Shares of V.F. Corp (VFC, Financial) jumped 23% following Q2 results, driven by the success of its "Reinvent" turnaround plan. Known for brands like The North Face, Vans, and Timberland, VFC surpassed top and bottom-line estimates, although Q3 revenue guidance was slightly below consensus. The company anticipates further sequential improvements in Q4, pushing the stock to new one-year highs, a 70% increase from April 2024 lows.
- Q2 revenue fell 5.6% year-over-year to $2.76 billion, marking the ninth consecutive quarter of negative growth. However, this was an improvement from previous quarters' declines of -16.2% in Q3 2024, -13.4% in Q4 2024, and -8.9% in Q1. The Americas saw a decline of 9%, better than the previous quarter's 13% drop.
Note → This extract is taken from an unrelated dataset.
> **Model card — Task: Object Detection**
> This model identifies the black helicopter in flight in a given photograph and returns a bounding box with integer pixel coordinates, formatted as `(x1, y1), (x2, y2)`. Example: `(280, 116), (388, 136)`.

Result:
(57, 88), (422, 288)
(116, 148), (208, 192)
EMEA had its best month ever in September, and APAC saw a 5% increase.
- VFC's adjusted EPS significantly outperformed expectations, marking its first double-digit beat since Q3 2023. This success was due to cost savings of $65 million in the quarter, reaching a $300 million target ahead of schedule.
- The Reinvent plan also focused on strengthening the balance sheet by normalizing inventories, reducing them by 13% year-over-year, and paying down debt. VFC is on track to retire a $750 million term loan by year-end.
- The U.S. business and Vans banner turnaround were critical focuses. Revenue declines in the Americas slowed, and Vans' performance improved, with an 11% decline compared to a 21% drop last quarter.
- The North Face and Timberland showed strong performance, despite Timberland's sequential revenue decline due to challenging comparisons. Timberland's revenue improved to a 3% year-over-year dip, with strong backpack sales and resilience in APAC and EMEA.
Under CEO Bracken Darrell, VFC's turnaround plan is showing continuous success. While the company still aims for positive year-over-year growth, its portfolio of globally recognized brands supports a promising long-term recovery.